CHAPTER XXIII
LOUIE AND MISS PERCY
It was a rather wakeful night which Louie passed, but a happy one. With Fred Lansing’s love, life, which had seemed so black and dreary, looked very bright to her, although there was a feeling of humility in her heart that her father’s debts should be paid by him. And yet the thought that it was his great love which prompted it robbed the humility of much of its bitterness, and it was a very happy young girl who went to Miss Percy the next morning as she was taking her coffee in her room.
“I think I know what you have come to tell me,” Miss Percy said. “I saw Fred last night, and I am very glad. I knew it was coming long ago. You have won a noble man with, I may almost say, no faults, unless it be that he is a little too chary of his real feelings, which make him seem cold and proud when he is neither.”
“But it hurts me that he should pay the debts for me when I wanted to do it myself,” Louie said.
“Yes, dear, I know,” Miss Percy replied; “but God has willed it otherwise. He has taken away your voice for a time, and in its place has given you this friend to do your work for you. He often opens one door when he shuts another. He does not forget us when we feel the most alone. The mother who leaves her little child in one room while she goes into another, does not forget it. She hears its cry, and in time goes back to it full of tenderness and love for the disquiet she has caused it. So with God, he comes back to us when we have been shut in the darkest of rooms, groping blindly for a ray of light. I found it so once, when the darkness was so thick that I felt it covering me like a pall, and in the whole world there seemed nothing worth living for, because my twin-brother Brant was dead.”
Louie had never seen her in such a mood before, or heard her talk in this way. She was very pale, and said her head ached; but when Louie arose to leave her she bade her stay, and said:
“I am not myself this morning, but I want to talk to some one. I have taken you for my sister. I will have no secrets from you. This is the anniversary of my brother’s death. You know I had one, and lost him.”

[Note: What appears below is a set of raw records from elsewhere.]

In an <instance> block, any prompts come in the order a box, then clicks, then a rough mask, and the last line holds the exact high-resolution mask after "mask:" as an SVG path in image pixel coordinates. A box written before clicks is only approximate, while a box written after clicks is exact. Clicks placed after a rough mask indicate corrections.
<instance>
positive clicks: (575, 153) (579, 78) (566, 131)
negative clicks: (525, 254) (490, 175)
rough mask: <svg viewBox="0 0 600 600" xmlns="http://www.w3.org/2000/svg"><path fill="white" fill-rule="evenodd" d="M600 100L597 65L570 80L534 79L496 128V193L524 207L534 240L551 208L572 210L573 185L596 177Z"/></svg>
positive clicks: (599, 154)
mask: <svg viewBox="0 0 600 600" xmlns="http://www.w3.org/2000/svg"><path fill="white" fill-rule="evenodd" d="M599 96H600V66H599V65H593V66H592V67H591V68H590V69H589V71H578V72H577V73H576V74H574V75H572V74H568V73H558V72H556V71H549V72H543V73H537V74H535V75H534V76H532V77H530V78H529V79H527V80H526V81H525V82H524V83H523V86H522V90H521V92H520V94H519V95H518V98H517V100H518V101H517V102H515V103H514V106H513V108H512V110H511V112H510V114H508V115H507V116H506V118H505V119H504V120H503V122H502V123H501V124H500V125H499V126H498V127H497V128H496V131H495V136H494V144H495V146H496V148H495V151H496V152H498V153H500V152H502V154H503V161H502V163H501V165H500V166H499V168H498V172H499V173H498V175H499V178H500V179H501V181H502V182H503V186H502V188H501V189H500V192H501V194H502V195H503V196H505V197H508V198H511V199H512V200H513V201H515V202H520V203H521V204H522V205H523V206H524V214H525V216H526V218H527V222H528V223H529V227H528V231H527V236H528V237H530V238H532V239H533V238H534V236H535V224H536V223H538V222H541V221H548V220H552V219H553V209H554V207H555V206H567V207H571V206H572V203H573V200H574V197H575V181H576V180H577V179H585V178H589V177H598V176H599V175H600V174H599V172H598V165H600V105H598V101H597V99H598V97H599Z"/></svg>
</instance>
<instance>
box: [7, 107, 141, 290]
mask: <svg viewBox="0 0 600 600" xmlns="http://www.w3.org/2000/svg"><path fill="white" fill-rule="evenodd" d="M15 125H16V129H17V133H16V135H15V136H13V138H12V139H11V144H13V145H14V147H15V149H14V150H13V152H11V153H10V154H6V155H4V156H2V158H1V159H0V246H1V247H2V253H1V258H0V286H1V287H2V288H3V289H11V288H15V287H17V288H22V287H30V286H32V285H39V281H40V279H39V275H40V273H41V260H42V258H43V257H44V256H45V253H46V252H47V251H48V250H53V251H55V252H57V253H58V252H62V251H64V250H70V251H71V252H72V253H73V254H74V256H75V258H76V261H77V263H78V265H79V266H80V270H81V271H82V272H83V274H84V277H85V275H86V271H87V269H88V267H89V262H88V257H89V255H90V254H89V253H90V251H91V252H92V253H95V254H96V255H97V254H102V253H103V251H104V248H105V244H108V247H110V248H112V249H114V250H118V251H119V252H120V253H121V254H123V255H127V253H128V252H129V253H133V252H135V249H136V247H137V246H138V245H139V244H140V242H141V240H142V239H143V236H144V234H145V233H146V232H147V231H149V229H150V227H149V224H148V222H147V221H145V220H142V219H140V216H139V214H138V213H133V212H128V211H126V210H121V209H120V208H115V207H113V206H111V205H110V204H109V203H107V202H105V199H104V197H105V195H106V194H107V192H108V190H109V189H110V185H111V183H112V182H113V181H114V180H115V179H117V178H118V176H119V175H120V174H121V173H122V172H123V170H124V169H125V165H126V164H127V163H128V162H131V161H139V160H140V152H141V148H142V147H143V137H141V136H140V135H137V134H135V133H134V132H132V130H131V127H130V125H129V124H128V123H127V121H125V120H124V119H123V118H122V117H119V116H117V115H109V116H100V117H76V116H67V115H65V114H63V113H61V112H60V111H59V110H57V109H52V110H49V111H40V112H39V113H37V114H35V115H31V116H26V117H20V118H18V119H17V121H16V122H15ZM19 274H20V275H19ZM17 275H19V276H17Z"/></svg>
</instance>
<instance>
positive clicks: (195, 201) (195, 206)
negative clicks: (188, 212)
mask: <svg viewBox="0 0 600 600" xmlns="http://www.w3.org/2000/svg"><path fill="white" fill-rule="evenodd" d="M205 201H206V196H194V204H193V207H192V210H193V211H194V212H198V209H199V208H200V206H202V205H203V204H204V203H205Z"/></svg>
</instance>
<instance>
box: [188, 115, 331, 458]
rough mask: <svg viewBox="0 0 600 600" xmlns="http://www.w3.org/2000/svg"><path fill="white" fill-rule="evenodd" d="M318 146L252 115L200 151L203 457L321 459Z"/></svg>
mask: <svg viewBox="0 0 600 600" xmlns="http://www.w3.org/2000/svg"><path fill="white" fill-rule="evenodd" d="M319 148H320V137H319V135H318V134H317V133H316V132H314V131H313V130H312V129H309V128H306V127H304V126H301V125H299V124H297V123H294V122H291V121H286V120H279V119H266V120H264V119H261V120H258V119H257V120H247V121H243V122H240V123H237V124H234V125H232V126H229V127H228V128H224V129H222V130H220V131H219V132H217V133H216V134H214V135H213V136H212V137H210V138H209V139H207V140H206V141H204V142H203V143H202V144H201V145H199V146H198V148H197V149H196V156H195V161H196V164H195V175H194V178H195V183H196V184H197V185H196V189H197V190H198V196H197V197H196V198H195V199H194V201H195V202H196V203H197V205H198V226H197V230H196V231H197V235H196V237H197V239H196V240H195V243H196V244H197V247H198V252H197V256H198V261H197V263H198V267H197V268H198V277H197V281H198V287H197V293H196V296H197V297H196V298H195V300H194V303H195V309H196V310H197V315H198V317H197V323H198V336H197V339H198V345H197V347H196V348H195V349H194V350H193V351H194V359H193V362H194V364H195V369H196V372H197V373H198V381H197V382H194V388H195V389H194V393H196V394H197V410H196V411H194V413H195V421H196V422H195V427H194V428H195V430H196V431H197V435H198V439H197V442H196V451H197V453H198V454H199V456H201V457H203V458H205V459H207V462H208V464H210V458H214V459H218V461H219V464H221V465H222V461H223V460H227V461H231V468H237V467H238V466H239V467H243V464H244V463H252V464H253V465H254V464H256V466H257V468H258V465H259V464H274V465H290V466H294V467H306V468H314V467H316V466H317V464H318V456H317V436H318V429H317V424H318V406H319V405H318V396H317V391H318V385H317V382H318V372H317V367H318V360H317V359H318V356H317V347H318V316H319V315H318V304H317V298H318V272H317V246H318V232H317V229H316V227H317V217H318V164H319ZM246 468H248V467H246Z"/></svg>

Louie nodded, and Miss Percy continued: “Let me tell you about him, and you will know better why I always wear black, and am sometimes so sad. He was all the world to me, for we were orphans, and wards of Fred’s father. Although my twin, he seemed younger than myself, with his fair, boyish face, and I watched over him as if I had been his mother. Somehow and somewhere—possibly at Monte Carlo, where we spent some weeks, he acquired a taste for play. Perhaps it was born with him and he could not help it, although he tried at times. It was a mania, stronger than his will, and nothing could win him from it. I am afraid he was weak in some respects, for he fancied himself an expert, able to cope with the most experienced gamblers, and success turned his head. Some years ago he made a trip West, promising me before he left that he would not touch a card. But he broke his word; and at Butte, in Montana, he fell in with a professional, who tempted him to play, letting him win at first, they said, so as to lure him on, and then wiping him out. I believe that is the term they used when telling me of it. He lost thousands and then took his own life—shot himself through the temple—my fair-faced brother whom I idolized. That was six years ago, when the dreadful news flashed across the wires to Washington, ‘Brant Percy shot himself early this morning. We await orders.’
“I could have died for him, I think, and in my first bitter anguish I cursed the man who lured him to ruin. Cursed him and his. I don’t know who he was, except that his name was Tom Crary, and he was well known in that region as an accomplished gambler. Where he is now, if still living and carrying on his nefarious work, I do not know, but I have learned to pray for him since the bitterness is gone, and I hope my curse has not followed him.”
“It has! It has!” Louie cried, stretching out her hands for something to keep herself from falling, everything around her was so dark, and there was such a buzzing in her head and nausea at her stomach.